Each year, a student committee organizes the Mind, Brain, Computation and Technology seminar series, and take the lead of soliciting speaker nominations from the community, inviting speakers and hosting their visits to campus. Additionally, students host the speakers for the annual symposium.
This year, a new Student Advisory Council has been formed with the goal of enabling greater student input into the direction of the center. These students solicit feedback from the MBCT student community, and meet with the Center's leadership several times per year.
The MBCT Social Committee brings together students for fun, informal gatherings over coffee and other beverages.
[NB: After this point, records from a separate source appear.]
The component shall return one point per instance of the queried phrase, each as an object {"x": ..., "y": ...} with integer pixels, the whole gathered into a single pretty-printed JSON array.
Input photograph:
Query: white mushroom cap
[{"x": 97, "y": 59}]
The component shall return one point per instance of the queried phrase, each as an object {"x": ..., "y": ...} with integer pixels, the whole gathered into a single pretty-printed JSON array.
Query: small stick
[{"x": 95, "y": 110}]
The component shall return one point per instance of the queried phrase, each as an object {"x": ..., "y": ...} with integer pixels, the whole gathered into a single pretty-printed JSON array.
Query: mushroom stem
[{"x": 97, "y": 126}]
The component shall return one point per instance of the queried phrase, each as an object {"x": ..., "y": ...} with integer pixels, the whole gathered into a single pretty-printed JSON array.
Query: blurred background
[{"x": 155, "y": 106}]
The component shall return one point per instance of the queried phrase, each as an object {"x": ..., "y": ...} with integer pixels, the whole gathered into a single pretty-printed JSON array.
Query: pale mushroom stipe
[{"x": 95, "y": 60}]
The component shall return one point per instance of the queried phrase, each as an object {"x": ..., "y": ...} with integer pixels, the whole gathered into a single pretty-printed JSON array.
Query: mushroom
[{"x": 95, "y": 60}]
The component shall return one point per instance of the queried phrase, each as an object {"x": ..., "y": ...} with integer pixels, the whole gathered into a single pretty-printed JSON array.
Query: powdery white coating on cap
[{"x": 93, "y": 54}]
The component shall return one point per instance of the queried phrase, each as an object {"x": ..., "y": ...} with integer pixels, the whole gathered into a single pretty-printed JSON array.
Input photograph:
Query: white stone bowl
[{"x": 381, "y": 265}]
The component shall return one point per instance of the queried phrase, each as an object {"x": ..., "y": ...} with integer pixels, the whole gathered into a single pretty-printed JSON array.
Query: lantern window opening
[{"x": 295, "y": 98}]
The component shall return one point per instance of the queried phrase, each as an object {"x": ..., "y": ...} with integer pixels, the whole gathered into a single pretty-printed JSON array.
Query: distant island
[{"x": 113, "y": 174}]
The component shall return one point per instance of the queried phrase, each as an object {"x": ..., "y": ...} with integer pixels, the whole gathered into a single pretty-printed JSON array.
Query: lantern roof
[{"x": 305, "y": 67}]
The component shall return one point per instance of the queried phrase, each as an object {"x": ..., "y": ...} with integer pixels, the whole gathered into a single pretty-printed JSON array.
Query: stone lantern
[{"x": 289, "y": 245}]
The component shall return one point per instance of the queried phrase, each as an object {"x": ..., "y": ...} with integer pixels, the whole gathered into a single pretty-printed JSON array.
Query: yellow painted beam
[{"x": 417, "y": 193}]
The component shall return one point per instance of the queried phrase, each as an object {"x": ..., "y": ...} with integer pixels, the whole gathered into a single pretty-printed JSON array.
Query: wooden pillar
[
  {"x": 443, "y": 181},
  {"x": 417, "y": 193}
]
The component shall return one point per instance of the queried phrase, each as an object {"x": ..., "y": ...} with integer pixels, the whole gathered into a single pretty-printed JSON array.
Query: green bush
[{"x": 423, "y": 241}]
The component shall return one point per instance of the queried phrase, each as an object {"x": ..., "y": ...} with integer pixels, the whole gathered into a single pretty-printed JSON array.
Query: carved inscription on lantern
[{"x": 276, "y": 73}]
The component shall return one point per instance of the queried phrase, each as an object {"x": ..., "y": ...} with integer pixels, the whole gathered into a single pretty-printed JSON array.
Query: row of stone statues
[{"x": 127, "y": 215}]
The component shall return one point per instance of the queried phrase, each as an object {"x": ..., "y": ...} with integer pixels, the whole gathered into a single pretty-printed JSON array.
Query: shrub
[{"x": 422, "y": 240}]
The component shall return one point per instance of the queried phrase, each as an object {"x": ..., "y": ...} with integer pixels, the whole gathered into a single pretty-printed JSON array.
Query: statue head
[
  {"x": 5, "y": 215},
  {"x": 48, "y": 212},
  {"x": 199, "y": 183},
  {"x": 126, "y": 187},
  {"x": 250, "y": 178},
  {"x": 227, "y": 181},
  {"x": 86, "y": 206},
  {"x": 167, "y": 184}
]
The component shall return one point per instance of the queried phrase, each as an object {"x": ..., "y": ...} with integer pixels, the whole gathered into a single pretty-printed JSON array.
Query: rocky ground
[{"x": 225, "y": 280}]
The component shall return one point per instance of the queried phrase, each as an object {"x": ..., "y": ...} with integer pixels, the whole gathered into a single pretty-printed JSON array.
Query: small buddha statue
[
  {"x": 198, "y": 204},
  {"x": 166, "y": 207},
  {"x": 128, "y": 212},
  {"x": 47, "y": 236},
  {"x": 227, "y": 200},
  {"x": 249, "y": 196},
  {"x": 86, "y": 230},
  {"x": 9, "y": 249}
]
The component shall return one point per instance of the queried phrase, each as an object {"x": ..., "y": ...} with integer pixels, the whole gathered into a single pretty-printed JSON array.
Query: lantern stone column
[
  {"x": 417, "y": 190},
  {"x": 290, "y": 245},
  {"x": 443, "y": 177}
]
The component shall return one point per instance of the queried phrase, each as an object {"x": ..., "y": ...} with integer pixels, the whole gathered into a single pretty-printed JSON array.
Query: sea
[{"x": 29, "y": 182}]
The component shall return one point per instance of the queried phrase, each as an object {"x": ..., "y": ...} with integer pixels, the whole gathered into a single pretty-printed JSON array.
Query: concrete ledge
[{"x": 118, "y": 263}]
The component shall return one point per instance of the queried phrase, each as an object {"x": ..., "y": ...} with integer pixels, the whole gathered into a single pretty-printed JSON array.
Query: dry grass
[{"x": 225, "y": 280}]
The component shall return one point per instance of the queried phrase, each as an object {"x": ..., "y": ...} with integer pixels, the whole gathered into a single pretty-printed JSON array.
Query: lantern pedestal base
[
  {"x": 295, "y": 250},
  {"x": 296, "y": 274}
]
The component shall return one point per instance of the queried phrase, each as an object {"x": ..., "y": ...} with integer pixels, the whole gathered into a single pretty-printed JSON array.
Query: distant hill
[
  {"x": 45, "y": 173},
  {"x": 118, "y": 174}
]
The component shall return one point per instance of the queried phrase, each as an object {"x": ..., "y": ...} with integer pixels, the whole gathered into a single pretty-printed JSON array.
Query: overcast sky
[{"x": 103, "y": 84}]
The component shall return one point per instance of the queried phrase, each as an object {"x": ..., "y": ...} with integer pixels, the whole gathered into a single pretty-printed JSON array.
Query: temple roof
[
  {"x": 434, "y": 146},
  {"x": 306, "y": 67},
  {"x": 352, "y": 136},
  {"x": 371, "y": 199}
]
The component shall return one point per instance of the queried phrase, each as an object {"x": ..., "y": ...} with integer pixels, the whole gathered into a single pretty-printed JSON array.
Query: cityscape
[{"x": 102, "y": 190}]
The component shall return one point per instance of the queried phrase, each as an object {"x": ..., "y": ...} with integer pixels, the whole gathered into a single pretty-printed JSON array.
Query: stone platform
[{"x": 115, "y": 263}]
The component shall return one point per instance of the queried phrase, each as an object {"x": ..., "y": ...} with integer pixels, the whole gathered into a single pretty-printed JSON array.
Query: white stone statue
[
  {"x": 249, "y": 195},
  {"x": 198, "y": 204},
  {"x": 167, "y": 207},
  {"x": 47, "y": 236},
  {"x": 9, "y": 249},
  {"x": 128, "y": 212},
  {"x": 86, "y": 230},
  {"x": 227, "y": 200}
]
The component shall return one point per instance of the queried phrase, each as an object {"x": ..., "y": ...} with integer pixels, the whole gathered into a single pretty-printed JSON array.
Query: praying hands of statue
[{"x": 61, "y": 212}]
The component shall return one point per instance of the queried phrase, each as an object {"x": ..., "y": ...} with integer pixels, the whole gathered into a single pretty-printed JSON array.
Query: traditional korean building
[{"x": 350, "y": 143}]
The Social Committee plans several events each year, including events with other interdisciplinary graduate training programs on campus.
Travel and research opportunities
Student members typically use funding from the program to attend large neuroscience conferences (such as the Society for Neuroscience (SfN) or the Computational and Systems Neuroscience (Cosyne) annual conferences), or to attend smaller conferences specific to their specialty (such as the Vision Sciences Society conference, the Eye and the Chip conference, and the Drosophila Neurobiology Conference). Students have also used their funds to attend Woods Hole or other workshops related to their specialty, to travel to other universities for collaborations and to pay for equiptment or equiptment time that advanced their research.
MBCT students have also made use of other training opportunities such as reading courses with individual faculty to gain greater expertise in a subfield relevant to their research.